Porphyroblast: I’ve always thought that was such a neat word, maybe even interesting enough for a story. Say it out loud three times (“pore-fur-o-blast, pore-fur-o-blast, pore-fur-o-blast”). Now don’t you want to learn more, perhaps even own a few?
Porphyroblasts are those large recrystallized minerals that grow in the groundmass of a metamorphic rock, most typically in schists and gneisses. In New York State, we immediately think of the bright red almandine-pyrope garnets in the gneissic rocks in the Gore Mountain area, but the truth is the metamorphic schists and gneisses throughout New York and New England often contain garnet porphyroblasts. Unfortunately a lot of New York’s garnets are hosted in high-grade metamorphic gneiss and they don’t display crystal faces when the rocks are broken. Nevertheless they are large, colorful and fun to collect.
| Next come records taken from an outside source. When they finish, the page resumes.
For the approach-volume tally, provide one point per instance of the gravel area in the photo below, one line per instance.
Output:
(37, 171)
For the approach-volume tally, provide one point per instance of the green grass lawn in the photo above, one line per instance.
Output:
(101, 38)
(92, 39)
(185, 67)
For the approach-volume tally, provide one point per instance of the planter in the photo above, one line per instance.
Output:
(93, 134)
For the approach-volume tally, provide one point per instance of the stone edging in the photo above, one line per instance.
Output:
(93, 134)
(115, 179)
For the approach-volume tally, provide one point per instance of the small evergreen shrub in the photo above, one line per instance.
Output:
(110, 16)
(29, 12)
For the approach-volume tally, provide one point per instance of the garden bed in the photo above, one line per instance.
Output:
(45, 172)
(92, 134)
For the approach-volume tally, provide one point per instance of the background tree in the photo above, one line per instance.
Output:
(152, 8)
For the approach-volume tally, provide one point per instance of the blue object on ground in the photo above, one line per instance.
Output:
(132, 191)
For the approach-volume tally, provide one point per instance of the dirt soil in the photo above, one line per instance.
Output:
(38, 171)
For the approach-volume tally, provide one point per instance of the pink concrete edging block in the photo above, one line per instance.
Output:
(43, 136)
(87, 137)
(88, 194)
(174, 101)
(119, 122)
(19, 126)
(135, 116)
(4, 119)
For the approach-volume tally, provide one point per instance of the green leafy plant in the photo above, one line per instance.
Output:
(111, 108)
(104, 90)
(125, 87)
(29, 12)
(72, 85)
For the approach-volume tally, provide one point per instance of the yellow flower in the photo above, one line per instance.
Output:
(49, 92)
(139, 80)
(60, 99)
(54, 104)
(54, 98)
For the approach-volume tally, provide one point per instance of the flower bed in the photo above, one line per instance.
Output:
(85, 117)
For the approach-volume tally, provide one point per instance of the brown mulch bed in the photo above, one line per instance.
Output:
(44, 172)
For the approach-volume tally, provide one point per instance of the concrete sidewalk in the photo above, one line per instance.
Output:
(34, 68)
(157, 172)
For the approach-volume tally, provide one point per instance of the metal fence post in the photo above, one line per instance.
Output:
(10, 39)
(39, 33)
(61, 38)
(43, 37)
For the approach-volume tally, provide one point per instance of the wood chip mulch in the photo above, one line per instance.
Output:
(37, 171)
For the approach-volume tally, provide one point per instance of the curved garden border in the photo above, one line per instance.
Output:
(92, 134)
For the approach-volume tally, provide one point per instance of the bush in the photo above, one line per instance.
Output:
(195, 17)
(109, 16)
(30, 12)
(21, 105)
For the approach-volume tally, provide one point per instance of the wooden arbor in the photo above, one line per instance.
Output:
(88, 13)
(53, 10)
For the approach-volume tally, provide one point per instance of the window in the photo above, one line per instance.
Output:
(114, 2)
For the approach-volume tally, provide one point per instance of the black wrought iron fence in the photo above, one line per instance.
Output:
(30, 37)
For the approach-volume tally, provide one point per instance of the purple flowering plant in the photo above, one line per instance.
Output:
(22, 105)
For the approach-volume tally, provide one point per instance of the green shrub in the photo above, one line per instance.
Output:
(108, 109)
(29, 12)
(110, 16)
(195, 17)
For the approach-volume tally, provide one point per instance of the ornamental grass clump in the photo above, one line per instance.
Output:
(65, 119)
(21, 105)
When garnets grow in mica-rich schists, they are more likely to expose the familiar parallelogram faces characteristic of dodecadehedral crystals. Or if the faces are hidden, muscovite or biotite can be removed to expose them. In recent years, WCGMC has visited a site in River Valley, Ontario to bring home almandine garnets hosted by a biotite schist that is pretty itself. The surfaces of those garnets are somewhat “keyed” as they grew into the host biotite, but they are highly reflective. In November of 2017, WCGMC members visited the Little Pine Garnet Mine in North Carolina where perfectly formed almandines are set in a chlorite-chloritoid schist. The green chloritoid crystals are actually porphyroblasts too.
Probably the second most common and popular porphyroblast among collectors is staurolite. There are numerous sites to collect staurolite in New England and WCGMC has been to a couple of them in Middlesex County, Connecticut. Staurolite has a propensity to grow in very attractive twinned crystals, which are commonly referred to as “Fairy Stones”. There is even a state park in extreme western Virginia know as Fairy Stone State Park where twinned staurolites weather from the host rock and surface collecting of these crystals is permitted.
Other minerals that grow as porphyroblasts include tourmaline, hornblende, kyanite, andalusite, and cordierite. I mention tourmaline because WCGMC collected a really neat occurrence of metamorphic tourmaline in Chester, MA last summer, slender black dravite growing in a fine groundmass of corundum and magnetite (which is emery).
Another interesting metamorphic occurrence that I have visited occurs along the Moose River in the southern Adirondacks. Blue-grey cordierite occurs with the garnet there. Gem quality cordierite is called iolite; unfortunately no gem quality material in the Adirondacks! But, that same gneiss does contain a relatively rare porphyroblast. Prismatine is a complex magnesium-aluminum orthorhombic silicate that occurs as long black bladed crystals that resemble tourmaline, but are not!
Geologists can study the assemblage (or group) of metamorphic minerals present and use this to predict the temperature and pressure of the metamorphic process, perhaps the burial depth and therefore the amount of erosion that has occurred to bring them to the surface for us to collect. The chemical composition of porphyroblasts and the other minerals in the matrix provide evidence of the type of rock that was metamorphosed.